Maybe I am underestimating the gap in status between the "influential figures" I imagine and the people I actually know.

I see: my friend has 10-15 years of experience in their field, they have enjoyed success and basically got the equivalent of a steady stream of promotions.

I map this onto my big tech/startup experience. I mentally model them as: they are "on top of the pile" of people that still do technical work. Everyone who still has the ability to boss them around, is a manager/institutional politician type figure who wouldn't interfere in such decisions as which journal to publish in.

But probably this mapping is wrong.

Also, I probably have a poor model of what agency and independence looks like in academia. In my big tech world, I have a pretty detailed model in my head of what things I can and can't influence. I don't have this model for academia which is gonna inevitably lead to a lot of "why don't you just".

Same thing happens to me when I moan about work to my friends.

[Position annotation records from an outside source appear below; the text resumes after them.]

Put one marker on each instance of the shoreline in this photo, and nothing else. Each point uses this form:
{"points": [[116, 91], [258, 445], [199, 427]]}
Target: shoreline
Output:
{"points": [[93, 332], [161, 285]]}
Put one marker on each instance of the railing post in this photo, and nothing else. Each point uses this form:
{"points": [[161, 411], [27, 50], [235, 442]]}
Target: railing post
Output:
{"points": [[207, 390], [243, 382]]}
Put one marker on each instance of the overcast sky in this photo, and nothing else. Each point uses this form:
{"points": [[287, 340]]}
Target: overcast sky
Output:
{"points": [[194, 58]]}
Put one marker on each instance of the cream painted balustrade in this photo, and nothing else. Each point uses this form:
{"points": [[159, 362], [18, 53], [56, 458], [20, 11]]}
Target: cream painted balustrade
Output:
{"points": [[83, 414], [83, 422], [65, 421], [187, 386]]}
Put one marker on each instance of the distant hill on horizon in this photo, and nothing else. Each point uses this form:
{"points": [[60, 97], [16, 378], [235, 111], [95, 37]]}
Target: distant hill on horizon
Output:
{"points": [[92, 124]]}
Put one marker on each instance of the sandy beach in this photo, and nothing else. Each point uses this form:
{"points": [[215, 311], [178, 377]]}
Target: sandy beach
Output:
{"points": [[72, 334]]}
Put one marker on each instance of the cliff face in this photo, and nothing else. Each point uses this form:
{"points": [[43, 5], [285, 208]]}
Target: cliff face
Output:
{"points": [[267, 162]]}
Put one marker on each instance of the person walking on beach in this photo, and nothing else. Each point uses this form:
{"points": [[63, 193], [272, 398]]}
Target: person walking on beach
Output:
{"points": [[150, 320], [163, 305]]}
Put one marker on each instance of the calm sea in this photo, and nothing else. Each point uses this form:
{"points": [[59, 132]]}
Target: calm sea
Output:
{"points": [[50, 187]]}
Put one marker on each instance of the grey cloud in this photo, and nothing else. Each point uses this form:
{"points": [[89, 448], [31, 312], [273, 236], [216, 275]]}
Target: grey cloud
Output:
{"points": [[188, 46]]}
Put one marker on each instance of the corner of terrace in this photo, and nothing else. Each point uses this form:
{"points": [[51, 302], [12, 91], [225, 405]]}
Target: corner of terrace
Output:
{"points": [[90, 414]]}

They say "I thought you were the tech lead, can't you just decree a change?" and I kinda mumble "er yeah but it doesn't really work like that". So here I'm probably doing that in reverse.


Replies

currymjyesterday at 6:32 PM

it has been known to happen.

For example, spearheaded by Knuth, the community effectively abandoned the Journal of Algorithms and replaced with with ACM Transactions on Algorithms.

however it's difficult. a big factor is that professors feel obligated towards their students, who need to get jobs. even if the subfield can shift to everybody publishing in a new journal, non-specialists making hiring decisions may not update for a few years which hurts students in the job market.